Iran has also long objected to massive U.S. arms sales to Saudi Arabia, a country which, arguably, has exerted far more "malign" influence in the Middle East (and around the world) than Iran. Supplying Iran with U.S.-made arms would reduce Iran's need to rely on armed militant groups to counter deep-seated, Saudi-led ideological hostility toward Iran's Shi'a Muslims, as well as Saudi attempts to topple Iran's only true ally in the Middle East.
With an ailing Iranian supreme leader, the single greatest obstacle to the kind of sweeping, Trumpian deal outlined here is the conservative, hardline political faction in Iran. Fiercely anti-American due to a range of complex historical factors, Iran's conservatives must be sidelined in order for any overarching deal to have even a remote chance of success. In the current environment of heightened tensions, which has greatly benefitted Iranian hardliners, the most practical first step to undermining their pervasive anti-American message is to rejoin the landmark 2015 nuclear deal.

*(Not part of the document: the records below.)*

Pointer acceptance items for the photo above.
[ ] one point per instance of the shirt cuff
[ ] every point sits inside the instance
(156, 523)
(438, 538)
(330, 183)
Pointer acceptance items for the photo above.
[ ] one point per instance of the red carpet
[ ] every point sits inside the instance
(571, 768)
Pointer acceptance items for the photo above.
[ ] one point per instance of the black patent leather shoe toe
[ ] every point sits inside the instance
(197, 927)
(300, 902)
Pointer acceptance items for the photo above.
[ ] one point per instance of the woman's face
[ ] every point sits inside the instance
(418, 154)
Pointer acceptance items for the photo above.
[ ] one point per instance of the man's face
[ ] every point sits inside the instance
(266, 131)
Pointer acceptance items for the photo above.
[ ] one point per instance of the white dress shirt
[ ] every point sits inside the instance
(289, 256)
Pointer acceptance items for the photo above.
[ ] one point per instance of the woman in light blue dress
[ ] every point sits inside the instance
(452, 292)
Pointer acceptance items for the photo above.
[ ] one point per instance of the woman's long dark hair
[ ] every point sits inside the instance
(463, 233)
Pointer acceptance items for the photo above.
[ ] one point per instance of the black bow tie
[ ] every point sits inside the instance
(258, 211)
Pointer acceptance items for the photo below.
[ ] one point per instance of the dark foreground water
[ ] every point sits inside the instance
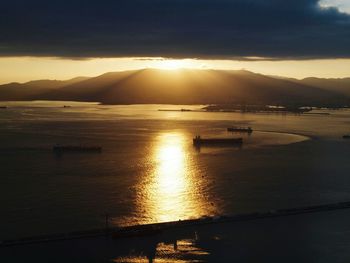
(149, 170)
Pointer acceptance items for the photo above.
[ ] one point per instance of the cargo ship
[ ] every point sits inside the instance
(198, 141)
(240, 129)
(75, 148)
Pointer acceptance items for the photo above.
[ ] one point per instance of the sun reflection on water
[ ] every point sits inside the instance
(172, 191)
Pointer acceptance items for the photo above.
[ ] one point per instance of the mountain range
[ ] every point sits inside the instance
(185, 86)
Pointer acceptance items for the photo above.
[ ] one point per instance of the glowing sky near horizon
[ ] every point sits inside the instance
(22, 69)
(342, 5)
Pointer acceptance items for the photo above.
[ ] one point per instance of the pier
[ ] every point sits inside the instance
(155, 229)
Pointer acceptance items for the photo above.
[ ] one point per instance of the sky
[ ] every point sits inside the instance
(60, 39)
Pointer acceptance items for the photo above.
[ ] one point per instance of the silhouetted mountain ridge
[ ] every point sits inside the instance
(186, 86)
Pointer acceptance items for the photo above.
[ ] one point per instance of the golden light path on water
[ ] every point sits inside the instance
(172, 190)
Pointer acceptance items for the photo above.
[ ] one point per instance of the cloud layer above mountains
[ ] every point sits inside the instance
(228, 29)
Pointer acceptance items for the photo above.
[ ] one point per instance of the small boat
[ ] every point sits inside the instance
(198, 141)
(240, 129)
(75, 148)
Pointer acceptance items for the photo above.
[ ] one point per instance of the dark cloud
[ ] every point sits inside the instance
(174, 28)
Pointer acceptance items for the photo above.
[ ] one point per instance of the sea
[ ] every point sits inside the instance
(149, 171)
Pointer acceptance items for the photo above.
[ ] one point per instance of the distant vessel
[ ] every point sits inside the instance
(75, 148)
(240, 129)
(198, 141)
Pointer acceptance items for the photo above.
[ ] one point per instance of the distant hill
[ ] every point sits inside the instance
(342, 86)
(185, 87)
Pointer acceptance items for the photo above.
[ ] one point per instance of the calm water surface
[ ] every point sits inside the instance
(149, 170)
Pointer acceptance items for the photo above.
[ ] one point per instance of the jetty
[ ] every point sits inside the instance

Returning to the nuclear agreement - which is strongly supported by the United States' closest allies, hundreds of experts and key players in the U.S. and Israeli security establishments - will demonstrate to the (largely pro-American) Iranian people that the United States can be trusted to live up to its word.
And trust, built up over time, serves as the foundation for far more ambitious (and lucrative) deals.
Marik von Rennenkampff served as an analyst with the Department of State's Bureau of International Security and Nonproliferation as well as an Obama administration appointee at the Department of Defense.